California Freight Cleanup → Investigation 3-7
Does the PM2.5 cascade hold at daily resolution?
Global daily RMSE 2.85 µg/m³ (3.12× annual) • Wildfire-window 5.76 µg/m³Every prior validation rung was evaluated at annual-mean PM2.5, which is correct for the annual-exposure portfolio decision. This investigation tests the daily extension to determine which operational use cases—wildfire alerts, AQI nowcasting, school-day tracking—are and are not licensed by the existing cascade.

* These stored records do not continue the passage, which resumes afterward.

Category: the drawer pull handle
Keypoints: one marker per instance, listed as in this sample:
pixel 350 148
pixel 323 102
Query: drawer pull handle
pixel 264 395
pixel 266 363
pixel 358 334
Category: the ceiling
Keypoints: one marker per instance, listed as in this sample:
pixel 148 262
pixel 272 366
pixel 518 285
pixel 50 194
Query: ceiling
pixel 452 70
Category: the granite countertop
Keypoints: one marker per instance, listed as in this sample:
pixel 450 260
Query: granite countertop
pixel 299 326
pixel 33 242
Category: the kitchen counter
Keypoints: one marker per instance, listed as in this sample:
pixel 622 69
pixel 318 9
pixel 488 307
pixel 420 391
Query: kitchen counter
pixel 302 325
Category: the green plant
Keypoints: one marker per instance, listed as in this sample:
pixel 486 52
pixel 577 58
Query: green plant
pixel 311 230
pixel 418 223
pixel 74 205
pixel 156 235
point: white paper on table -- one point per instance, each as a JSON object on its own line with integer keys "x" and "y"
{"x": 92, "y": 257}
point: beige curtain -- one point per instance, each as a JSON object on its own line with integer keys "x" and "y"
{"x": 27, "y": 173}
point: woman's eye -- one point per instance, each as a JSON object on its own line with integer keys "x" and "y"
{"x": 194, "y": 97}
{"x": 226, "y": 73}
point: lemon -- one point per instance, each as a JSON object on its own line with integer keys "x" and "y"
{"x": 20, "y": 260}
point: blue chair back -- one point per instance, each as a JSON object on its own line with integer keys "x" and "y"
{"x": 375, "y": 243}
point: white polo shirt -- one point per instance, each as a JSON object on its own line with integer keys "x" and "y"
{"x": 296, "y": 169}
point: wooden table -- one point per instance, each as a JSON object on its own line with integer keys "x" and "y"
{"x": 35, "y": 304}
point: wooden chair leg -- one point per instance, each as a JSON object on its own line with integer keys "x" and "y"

The honest answer: annual policy analysis is fully licensed; daily deployment during wildfire events is not.
The decision
We produce annual-mean PM2.5 fields for portfolio mortality estimation — the right cadence for 5–30-year investment decisions. CARB and CEC evaluators periodically ask whether the same architecture could support operational use cases: real-time fire-smoke alerts, daily AQI forecasts, exposure tracking for disadvantaged community health triggers.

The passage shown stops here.